Stress Put on Friendship as Putin Visits Bulgaria

APPutin and Parvanov at a ceremony opening the Year of Russia in Bulgaria.
SOFIA, Bulgaria -- Bulgarian President Georgi Parvanov on Thursday night said there was no contradiction between Bulgaria's European Union membership and friendship with Russia as he welcomed President Vladimir Putin to Sofia.

"The dilemma -- either the European Union or Russia -- is a false one," Parvanov said at the Palace of Culture in the center of the Bulgarian capital as the audience burst into applause.

Both he and Putin arrived at the palace to kick off the "Year of Russia" in Bulgaria and spoke to the packed auditorium. In a passionate address, Parvanov praised Russia as a traditional friend and hailed the thousands of Russian soldiers that have helped liberate his country over the course of history.

In a clear reference to countries like Estonia, he cautioned against the revision of history, saying there were 400 monuments across Bulgaria that stood as symbols of brotherhood and that the country's cities and towns bore the names of what he called Russian liberators.

In the late 19th century, Russia and its ally Serbia helped Bulgaria in its rebellion against Turkish rule.

Putin said the Year of Russia was designed to help young Bulgarians feel the kinship between the two nations that survives despite the changes brought by recent events, and said he looked to Sofia to help with the holding of a "Year of Bulgaria" in Russia as well. Events of this type, filled with a heavy program of cultural events, are symbolic gestures the Kremlin traditionally reserves for its friends and allies.

During a visit to the former Soviet satellite that is likely to be his last official trip abroad before leaving office, Putin said the friendship between Russia and Bulgaria had been "sealed by blood ties and comes from the heart."

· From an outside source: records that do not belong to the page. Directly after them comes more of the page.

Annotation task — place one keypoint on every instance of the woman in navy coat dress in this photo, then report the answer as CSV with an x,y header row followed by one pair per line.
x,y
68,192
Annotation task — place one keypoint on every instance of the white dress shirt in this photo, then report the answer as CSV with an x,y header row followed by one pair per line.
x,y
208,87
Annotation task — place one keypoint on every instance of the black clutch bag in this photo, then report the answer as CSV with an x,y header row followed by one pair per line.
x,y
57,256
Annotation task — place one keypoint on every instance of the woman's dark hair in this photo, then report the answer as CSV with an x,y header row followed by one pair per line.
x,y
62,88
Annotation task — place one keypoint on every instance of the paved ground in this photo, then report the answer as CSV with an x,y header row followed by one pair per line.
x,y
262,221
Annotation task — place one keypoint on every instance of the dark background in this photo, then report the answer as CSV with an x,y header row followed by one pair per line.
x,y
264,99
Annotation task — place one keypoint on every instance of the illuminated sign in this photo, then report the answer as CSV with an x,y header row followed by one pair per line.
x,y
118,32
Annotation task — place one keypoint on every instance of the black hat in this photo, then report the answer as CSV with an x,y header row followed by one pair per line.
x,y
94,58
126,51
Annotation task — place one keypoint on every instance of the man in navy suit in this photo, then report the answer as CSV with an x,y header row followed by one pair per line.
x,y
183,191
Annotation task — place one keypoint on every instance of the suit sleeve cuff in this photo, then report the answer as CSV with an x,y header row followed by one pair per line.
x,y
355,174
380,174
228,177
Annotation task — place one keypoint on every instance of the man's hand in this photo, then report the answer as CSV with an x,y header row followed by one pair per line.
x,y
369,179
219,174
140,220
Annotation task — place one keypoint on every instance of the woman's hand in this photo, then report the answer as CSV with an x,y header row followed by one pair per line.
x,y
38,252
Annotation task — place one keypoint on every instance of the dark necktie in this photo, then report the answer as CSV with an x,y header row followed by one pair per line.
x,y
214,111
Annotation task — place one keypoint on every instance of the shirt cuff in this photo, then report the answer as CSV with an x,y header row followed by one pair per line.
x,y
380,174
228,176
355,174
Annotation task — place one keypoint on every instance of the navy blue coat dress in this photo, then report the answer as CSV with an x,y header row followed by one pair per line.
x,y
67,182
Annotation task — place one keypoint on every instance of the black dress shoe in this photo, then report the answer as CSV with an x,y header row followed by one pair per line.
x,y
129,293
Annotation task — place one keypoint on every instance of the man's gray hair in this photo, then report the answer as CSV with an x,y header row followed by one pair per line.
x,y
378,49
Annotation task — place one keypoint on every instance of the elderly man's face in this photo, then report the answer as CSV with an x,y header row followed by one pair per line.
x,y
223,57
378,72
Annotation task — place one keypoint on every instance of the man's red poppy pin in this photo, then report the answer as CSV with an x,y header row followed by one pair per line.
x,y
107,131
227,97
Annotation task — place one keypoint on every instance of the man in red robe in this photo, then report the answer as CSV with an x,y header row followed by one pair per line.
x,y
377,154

Lampposts along Vitosha Boulevard, a major thoroughfare in Sofia, were adorned with Russian and Bulgarian flags, and posters next to the Palace of Culture welcomed Putin to Bulgaria.

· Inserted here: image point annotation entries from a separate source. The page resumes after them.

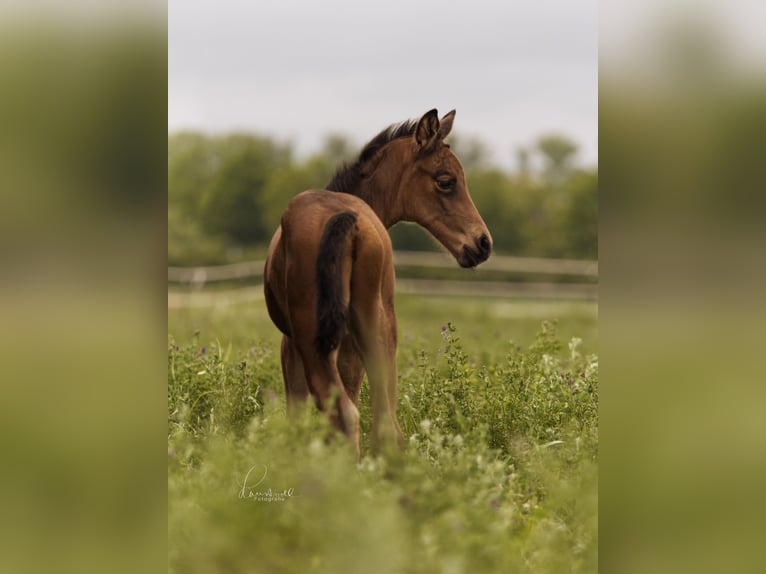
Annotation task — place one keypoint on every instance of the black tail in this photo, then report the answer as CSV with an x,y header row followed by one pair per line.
x,y
332,313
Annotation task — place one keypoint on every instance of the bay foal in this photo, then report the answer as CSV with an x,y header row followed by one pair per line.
x,y
329,276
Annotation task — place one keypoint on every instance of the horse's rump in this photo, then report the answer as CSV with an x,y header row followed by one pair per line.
x,y
332,310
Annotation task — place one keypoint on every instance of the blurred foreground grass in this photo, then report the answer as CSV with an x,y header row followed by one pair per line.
x,y
499,471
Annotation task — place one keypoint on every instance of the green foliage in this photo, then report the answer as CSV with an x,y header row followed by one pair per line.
x,y
232,205
498,472
229,192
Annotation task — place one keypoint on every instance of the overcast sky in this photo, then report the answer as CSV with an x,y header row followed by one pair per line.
x,y
298,70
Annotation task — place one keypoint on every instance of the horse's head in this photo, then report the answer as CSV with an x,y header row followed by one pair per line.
x,y
434,193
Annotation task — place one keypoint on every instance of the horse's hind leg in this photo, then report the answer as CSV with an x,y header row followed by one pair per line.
x,y
322,378
330,395
377,332
296,388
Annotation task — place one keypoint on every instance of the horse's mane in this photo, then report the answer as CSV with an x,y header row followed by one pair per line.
x,y
348,177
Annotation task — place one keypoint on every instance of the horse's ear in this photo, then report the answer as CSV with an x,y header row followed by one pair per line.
x,y
446,124
427,130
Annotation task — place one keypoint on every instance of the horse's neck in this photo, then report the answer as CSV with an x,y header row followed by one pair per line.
x,y
381,192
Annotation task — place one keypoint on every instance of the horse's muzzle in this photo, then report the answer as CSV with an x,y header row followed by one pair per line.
x,y
472,256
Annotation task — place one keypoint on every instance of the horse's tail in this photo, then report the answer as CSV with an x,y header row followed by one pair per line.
x,y
332,310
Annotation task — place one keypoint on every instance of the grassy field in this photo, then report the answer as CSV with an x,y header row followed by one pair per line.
x,y
498,401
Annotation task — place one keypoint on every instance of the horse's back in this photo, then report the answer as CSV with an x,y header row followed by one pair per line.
x,y
291,266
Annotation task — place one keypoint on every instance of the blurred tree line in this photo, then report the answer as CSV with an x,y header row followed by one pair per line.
x,y
226,195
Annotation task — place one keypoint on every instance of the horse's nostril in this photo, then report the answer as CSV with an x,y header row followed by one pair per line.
x,y
484,243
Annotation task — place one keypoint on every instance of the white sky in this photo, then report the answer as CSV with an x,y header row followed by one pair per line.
x,y
298,70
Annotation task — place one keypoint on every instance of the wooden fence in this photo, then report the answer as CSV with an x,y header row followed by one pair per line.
x,y
585,288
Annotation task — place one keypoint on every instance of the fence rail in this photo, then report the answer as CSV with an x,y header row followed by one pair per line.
x,y
198,276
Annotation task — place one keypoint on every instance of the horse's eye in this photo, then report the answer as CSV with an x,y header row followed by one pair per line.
x,y
446,184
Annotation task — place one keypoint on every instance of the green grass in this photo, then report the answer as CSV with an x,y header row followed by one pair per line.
x,y
499,471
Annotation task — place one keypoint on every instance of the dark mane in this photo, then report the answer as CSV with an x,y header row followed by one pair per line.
x,y
348,177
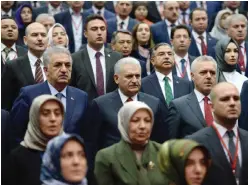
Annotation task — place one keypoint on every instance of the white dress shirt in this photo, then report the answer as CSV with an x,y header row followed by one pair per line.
x,y
161,82
198,41
32,60
92,56
124,97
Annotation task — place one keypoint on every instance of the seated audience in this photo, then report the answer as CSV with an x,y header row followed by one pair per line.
x,y
134,159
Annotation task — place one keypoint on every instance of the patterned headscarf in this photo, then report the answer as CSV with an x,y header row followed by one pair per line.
x,y
34,138
50,168
125,114
172,158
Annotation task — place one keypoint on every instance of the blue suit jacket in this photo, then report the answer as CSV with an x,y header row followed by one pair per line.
x,y
211,42
76,105
112,26
65,19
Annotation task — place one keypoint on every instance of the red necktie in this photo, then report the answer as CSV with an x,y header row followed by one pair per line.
x,y
208,114
203,45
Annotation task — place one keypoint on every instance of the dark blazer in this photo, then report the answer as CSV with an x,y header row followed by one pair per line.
x,y
243,119
211,42
220,171
112,26
117,165
83,76
160,33
76,105
150,85
185,116
65,19
17,74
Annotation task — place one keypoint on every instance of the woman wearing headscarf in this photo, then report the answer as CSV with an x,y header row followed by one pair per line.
x,y
134,159
57,36
45,122
219,30
64,161
227,53
184,162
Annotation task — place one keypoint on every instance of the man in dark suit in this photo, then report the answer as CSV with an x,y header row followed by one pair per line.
x,y
161,31
98,8
244,107
180,40
224,140
57,66
191,112
122,20
201,41
73,20
163,84
237,29
92,69
25,70
9,36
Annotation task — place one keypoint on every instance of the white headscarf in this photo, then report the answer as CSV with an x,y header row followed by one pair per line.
x,y
125,114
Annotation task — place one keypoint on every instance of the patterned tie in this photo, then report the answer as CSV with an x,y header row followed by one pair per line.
x,y
203,45
38,72
208,114
99,75
168,91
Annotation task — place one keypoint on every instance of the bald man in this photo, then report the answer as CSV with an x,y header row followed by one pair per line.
x,y
224,140
25,70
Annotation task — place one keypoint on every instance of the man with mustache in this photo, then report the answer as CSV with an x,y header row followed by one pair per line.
x,y
25,70
191,113
226,142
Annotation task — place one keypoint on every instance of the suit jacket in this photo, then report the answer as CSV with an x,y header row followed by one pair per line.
x,y
117,165
220,171
243,119
18,73
65,19
211,42
185,116
150,85
112,26
83,76
76,105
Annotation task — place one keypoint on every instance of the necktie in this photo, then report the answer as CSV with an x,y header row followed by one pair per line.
x,y
99,75
38,72
208,114
241,60
168,91
232,149
203,45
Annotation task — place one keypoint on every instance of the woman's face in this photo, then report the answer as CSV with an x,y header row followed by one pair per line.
x,y
140,127
143,33
73,162
231,54
141,13
50,118
195,167
59,36
26,15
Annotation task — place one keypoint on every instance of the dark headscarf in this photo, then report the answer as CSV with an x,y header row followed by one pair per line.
x,y
172,158
50,168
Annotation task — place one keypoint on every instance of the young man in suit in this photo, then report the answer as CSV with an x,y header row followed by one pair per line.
x,y
92,69
25,70
58,67
162,83
227,144
191,112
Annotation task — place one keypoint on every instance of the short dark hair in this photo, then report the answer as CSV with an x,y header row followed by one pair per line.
x,y
93,17
181,26
199,9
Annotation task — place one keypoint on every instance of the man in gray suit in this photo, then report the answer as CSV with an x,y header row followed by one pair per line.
x,y
191,112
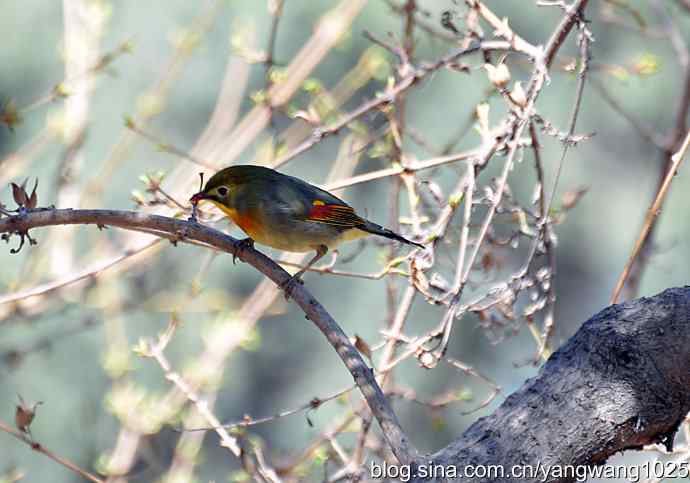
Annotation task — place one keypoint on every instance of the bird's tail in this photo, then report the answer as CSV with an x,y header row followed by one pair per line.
x,y
375,229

Amid calls from a conservative political party, the Democrats for a Strong Bulgaria, for a boycott of Putin's visit, the city looked calm Thursday night.

This is Putin's second trip to the country during his eight years in office, and highlights Bulgaria's status as a rare Russian ally in Central and Eastern Europe.

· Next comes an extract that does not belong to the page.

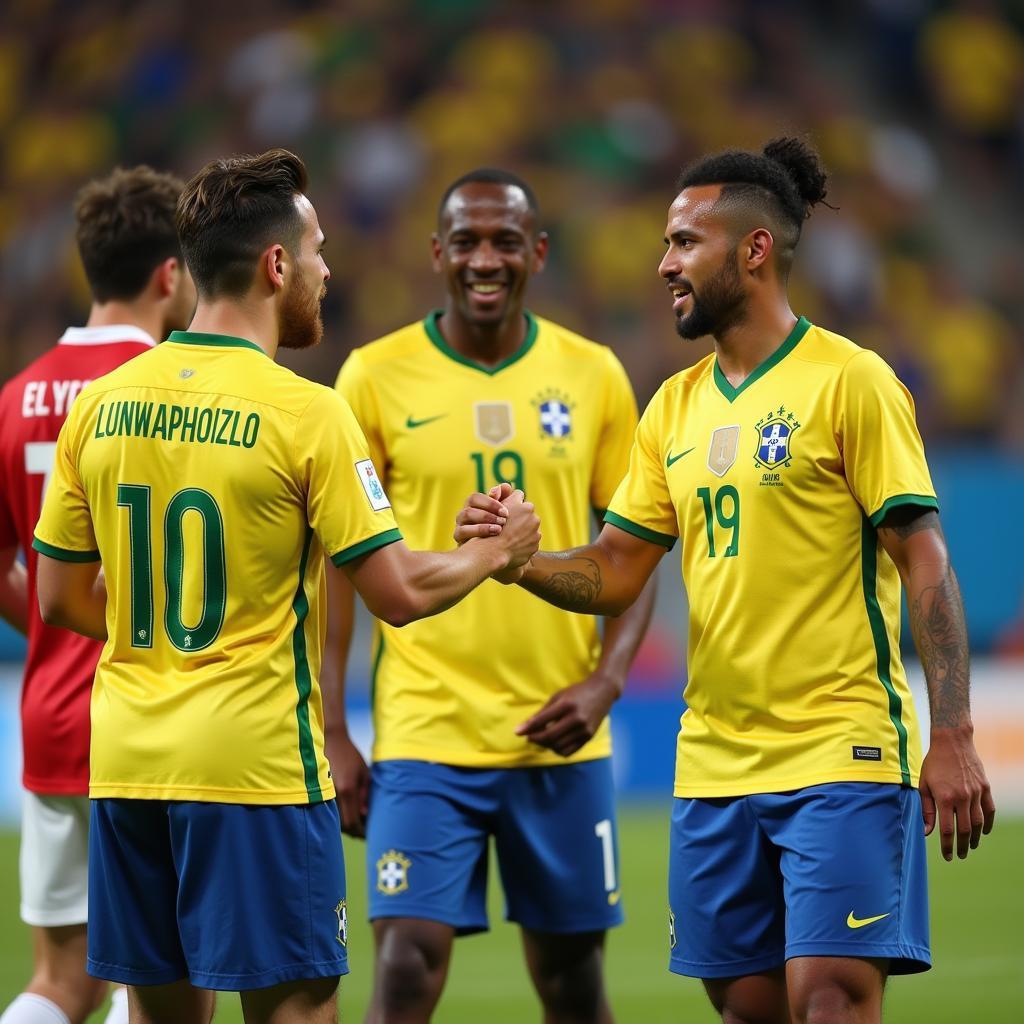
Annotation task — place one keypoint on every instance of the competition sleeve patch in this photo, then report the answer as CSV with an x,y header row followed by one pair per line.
x,y
372,485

Under Putin, relations with countries like Poland and Estonia, to name but two, have worsened dramatically, but the Kremlin maintains that it is Warsaw, Tallinn and the other capitals in question that bear responsibility for the strained ties.

While Bulgaria, which is a member of NATO as well as the EU, cannot be called pro-Russian, Parvanov might be the closest ally Putin has in the region.

"There's a good attitude toward Russia. It's traditional," said Pavlin Varbanov, 25, a manager at a hotel where Russian journalists are staying for Putin's visit.

"Nobody cares about the protests," he said, referring to the argument by the Democrats for a Strong Bulgaria that the country is too dependent on Russia.

Putin and Parvanov have kept in regular contact over the years. The Bulgarian leader was among those who called Putin to express his condolences in the immediate aftermath of the Beslan school attack in 2004. In June, Putin "warmly" congratulated Parvanov on his 50th birthday during a telephone conversation about deepening energy cooperation, the Kremlin said.

Last year, the two countries, together with Greece, agreed to build a 285-kilometer pipeline from Burgas on Bulgaria's Black Sea coast to Alexandroupolis on the Greek Aegean. Bulgaria is also part of the planned South Stream gas pipeline to be completed by 2013.

Bulgaria may be much more comfortable cooperating on energy with Russia than Turkey due to its history, and Putin was scheduled to visit an exhibit on Friday celebrating the 130th anniversary of Bulgaria's liberation from the Ottoman Empire.

He is also expected to visit the Alexander Nevsky Cathedral and lay flowers at monuments to Russian Emperor Alexander II and the Unknown Soldier.

On Thursday, Kremlin spokespeople could not say what deals would be signed Friday, but talks have been expected to focus on hydrocarbons and a nuclear station that the Russians plan to build for Bulgaria. Parvanov said Thursday night that the talks would focus mainly on energy.